In developing mobile search technology, InfoSpace hopes to use experience from its online search properties and meld it with its mobile expertise.

Finding information on the Internet versus on wireless networks is vastly different.

With wireless, carriers own the networks, and users generally are constrained by smaller keyboards and screens.

Even user intent differs.

Do users want to search content on the Web or content provided by the carrier, such as ringtones or graphics? Or do they want information based on their location, such as the nearest ATM or restaurant?

Benzing said InfoSpace and Fast will give carriers more control over their content business models.

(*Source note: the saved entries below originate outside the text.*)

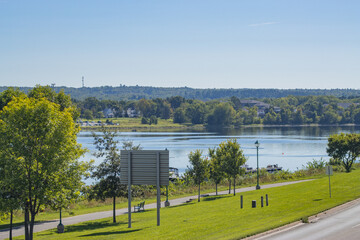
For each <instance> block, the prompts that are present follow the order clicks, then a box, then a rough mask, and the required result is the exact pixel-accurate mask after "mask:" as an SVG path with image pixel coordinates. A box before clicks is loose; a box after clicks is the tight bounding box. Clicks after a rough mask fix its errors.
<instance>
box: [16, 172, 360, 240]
mask: <svg viewBox="0 0 360 240" xmlns="http://www.w3.org/2000/svg"><path fill="white" fill-rule="evenodd" d="M359 180H360V170H355V171H353V172H352V173H341V174H336V175H334V176H333V177H332V178H331V181H332V198H329V191H328V178H327V177H324V178H321V179H317V180H314V181H311V182H304V183H299V184H295V185H289V186H284V187H277V188H272V189H266V190H265V189H262V190H259V191H252V192H247V193H243V195H244V201H245V202H244V209H240V206H239V196H240V195H239V194H238V195H237V196H235V197H233V196H232V195H224V196H219V197H208V198H205V199H204V200H203V201H202V202H200V203H197V202H195V203H191V204H185V205H182V206H173V207H169V208H163V209H161V226H160V227H157V226H156V210H155V209H153V210H147V211H145V212H142V213H136V214H133V216H132V218H133V228H132V229H128V228H127V216H126V215H122V216H119V217H118V223H116V224H113V223H111V219H103V220H100V221H90V222H85V223H81V224H77V225H73V226H67V227H66V233H64V234H61V235H59V234H57V233H55V230H49V231H45V232H41V233H38V234H36V239H73V238H81V239H119V238H126V239H219V238H221V239H236V238H241V237H245V236H248V235H252V234H255V233H258V232H263V231H265V230H268V229H271V228H275V227H278V226H281V225H284V224H287V223H290V222H293V221H296V220H299V219H300V218H301V217H304V216H310V215H313V214H316V213H318V212H321V211H324V210H326V209H329V208H332V207H334V206H336V205H339V204H341V203H344V202H347V201H350V200H353V199H355V198H358V197H360V181H359ZM265 194H269V201H270V206H269V207H264V208H261V207H258V208H256V209H252V208H251V200H258V202H259V201H260V197H261V196H264V195H265ZM19 239H21V238H19Z"/></svg>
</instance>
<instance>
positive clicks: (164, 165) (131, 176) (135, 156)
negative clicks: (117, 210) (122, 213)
mask: <svg viewBox="0 0 360 240" xmlns="http://www.w3.org/2000/svg"><path fill="white" fill-rule="evenodd" d="M120 165H121V170H120V182H121V183H122V184H127V185H128V218H129V221H128V227H129V228H131V185H156V189H157V225H158V226H160V207H161V206H160V204H161V202H160V201H161V200H160V185H166V186H167V185H169V151H168V150H136V151H128V150H122V151H121V157H120Z"/></svg>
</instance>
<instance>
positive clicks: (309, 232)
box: [257, 201, 360, 240]
mask: <svg viewBox="0 0 360 240" xmlns="http://www.w3.org/2000/svg"><path fill="white" fill-rule="evenodd" d="M257 239H261V240H265V239H266V240H273V239H276V240H289V239H291V240H296V239H302V240H304V239H305V240H320V239H326V240H339V239H346V240H352V239H354V240H355V239H360V201H359V202H358V203H357V204H356V205H354V206H352V207H351V208H347V209H345V210H343V211H340V212H337V213H335V214H333V215H331V216H329V217H326V218H320V219H319V220H318V221H317V222H315V223H308V224H299V225H297V226H294V227H293V228H290V229H288V230H284V231H281V232H279V233H275V234H271V235H268V236H264V237H260V238H257Z"/></svg>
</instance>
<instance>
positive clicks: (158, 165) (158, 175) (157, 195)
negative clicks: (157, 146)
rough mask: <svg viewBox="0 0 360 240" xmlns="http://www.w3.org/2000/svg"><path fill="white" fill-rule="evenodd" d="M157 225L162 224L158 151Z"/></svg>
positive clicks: (157, 166)
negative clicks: (161, 219) (160, 217)
mask: <svg viewBox="0 0 360 240" xmlns="http://www.w3.org/2000/svg"><path fill="white" fill-rule="evenodd" d="M156 175H157V179H156V188H157V225H158V226H160V207H161V206H160V204H161V202H160V201H161V200H160V153H159V152H157V153H156Z"/></svg>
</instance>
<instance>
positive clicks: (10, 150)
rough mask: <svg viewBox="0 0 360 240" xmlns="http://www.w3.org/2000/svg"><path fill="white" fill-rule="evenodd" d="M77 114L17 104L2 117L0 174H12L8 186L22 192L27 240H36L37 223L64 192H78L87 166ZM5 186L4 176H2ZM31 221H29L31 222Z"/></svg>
mask: <svg viewBox="0 0 360 240" xmlns="http://www.w3.org/2000/svg"><path fill="white" fill-rule="evenodd" d="M73 113H74V109H72V107H69V108H64V109H63V111H61V106H60V105H59V104H56V103H52V102H49V101H48V100H46V99H44V98H40V99H36V98H26V97H20V98H15V99H13V100H12V101H11V102H9V103H8V104H7V106H6V107H4V108H3V110H2V111H0V169H7V171H8V172H12V173H14V174H12V175H11V176H9V175H8V176H7V177H6V185H7V186H17V188H18V189H21V192H20V196H19V199H21V201H22V206H23V209H24V213H25V239H32V238H33V228H34V223H35V217H36V215H37V214H38V212H39V210H40V208H41V207H42V206H46V205H48V204H49V199H54V198H57V196H58V195H59V194H61V193H62V191H63V190H64V189H69V190H70V191H72V192H77V191H78V190H79V189H80V188H81V187H82V185H83V182H82V178H83V175H84V174H85V173H86V170H87V167H88V164H87V163H83V162H79V161H78V158H79V157H80V156H81V155H82V154H83V153H84V150H83V149H82V148H81V145H79V144H78V143H77V142H76V139H77V133H78V132H79V130H80V129H79V128H78V127H77V126H76V125H75V123H74V121H73V117H74V116H73ZM0 182H4V176H3V175H1V176H0ZM29 218H30V219H29Z"/></svg>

Fast's expertise has been in selling software to the carrier, which then operates it in-house. It launched Vodafone's first search engine in 2003.

InfoSpace plans to take the lead in the partnership by merging the technologies of both companies to sell a service InfoSpace would manage.

"I think it [the meeting by the wireless carriers at 3GSM] sheds light on the fact that it's still a market that's being made. Some small deals have been struck, but there's a lot to be done, and the market is going to be huge," said Michael Brady, Fast's senior director of business development.

"There's so much to gain in this space; it doesn't make sense to work blindly with a third-party branded solution when they have so many options, " he said.

In other 3GSM news:

• Bellevue-based Vidiator, which develops technology for streaming media on mobile networks, said it has signed Ibertelco, a Portuguese supplier of broadcast and professional video equipment, as an authorized reseller of its products.

• Seattle-based Qpass, a division of Amdocs, said its customer-management software has processed more than $2 billion worth of content on mobile phones.

That represents more than 730 million transactions since 2003 and an increase of more than $500 million since October.